Pregunta

I'm writing an application that leverages jsvc to start up a Java service as a daemon. I need to use something like jsvc because my application utilizes ports under 1024 and yet I'd really like to not run it as root so that created files are owned by another user. I'd also like to keep dependencies and configuration to a minimum so that all the client needs is a JVM and the jsvc binary installed.

However, it seems that jsvc has one major catch; it can't detect the home folder of Java on a given Unix operating system, which is quite frustrating:

$ ./startup.sh
Cannot locate Java home

I have been able to work around the issue on Ubuntu at least by manually setting the JVM home directory:

jsvc ... -home /usr/lib/jvm/default-java/ ...

Is there any way to determine the Java home directory dynamically from a Bash script so I can make this work across most Unixes/Linuxes? I'd be able to sleep much better at night doing something like:

JAVA_HOME="$( ... )"

jsvc ... -home "$JAVA_HOME" ...

...rather than hard-coding for each individual operating system. Is there a way that, given a java binary, I can find the home directory of its JVM/JRE?

¿Fue útil?

Solución

Not sure if this works across *nixes, but found this solution:

JAVA_HOME="$( readlink -f "$( which java )" | sed "s:bin/.*$::" )"

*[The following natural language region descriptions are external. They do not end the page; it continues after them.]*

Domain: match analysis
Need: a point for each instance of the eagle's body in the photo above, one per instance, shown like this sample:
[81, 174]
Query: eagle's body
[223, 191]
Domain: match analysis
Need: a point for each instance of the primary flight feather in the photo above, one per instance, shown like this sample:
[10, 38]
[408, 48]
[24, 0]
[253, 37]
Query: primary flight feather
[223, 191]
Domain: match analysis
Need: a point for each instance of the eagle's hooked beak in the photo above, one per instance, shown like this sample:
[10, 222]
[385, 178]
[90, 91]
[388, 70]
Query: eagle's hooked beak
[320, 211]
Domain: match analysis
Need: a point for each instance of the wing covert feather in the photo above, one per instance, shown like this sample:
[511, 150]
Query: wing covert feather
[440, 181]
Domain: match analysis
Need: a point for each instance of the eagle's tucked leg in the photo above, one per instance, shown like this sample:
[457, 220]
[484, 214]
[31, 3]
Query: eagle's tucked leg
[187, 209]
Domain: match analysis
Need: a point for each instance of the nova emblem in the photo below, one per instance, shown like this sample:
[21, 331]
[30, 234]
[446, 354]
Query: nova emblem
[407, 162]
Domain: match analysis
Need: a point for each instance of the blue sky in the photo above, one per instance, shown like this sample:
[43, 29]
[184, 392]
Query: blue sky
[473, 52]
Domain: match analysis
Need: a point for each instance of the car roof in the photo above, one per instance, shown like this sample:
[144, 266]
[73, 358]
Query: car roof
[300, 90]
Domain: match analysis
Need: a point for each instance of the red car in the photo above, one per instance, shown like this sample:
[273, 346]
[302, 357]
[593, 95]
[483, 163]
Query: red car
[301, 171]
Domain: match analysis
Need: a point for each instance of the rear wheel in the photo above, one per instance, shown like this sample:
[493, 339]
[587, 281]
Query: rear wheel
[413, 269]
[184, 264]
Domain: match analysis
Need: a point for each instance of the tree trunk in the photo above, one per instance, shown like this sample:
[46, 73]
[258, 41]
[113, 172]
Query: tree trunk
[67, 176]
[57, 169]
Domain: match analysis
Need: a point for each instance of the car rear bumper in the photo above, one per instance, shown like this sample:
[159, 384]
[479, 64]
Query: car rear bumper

I've tested it on Ubuntu and it works, however it does not work for OSX.

Otros consejos

My solution was compiling the native linux source as the main jsvc page says in http://commons.apache.org/proper/commons-daemon//jsvc.html

Here is my step by step procedure

Download www.fightrice.com/mirrors/apache/commons/daemon/source/commons-daemon-1.0.13-src.tar.gz

Once you extract the file then go to ...../commons-daemon-1.0.13-src/src/native/unix

in terminal as a root do the following:

$ support/buildconf.sh

$ ./configure --with-java=/usr/lib/jvm/default-java

$ make

test generated jsvc binary app

$ ./jsvc -help

It works! cleanly.

Use dirname and which commands to find Java's bin directory:

echo `dirname \`which java\``
JAVA_HOME=`dirname \`which java\``

... Only works if Java is already on the $PATH.

One other way is :

 type -p java

Expect this to return the correct JAVA installation folder.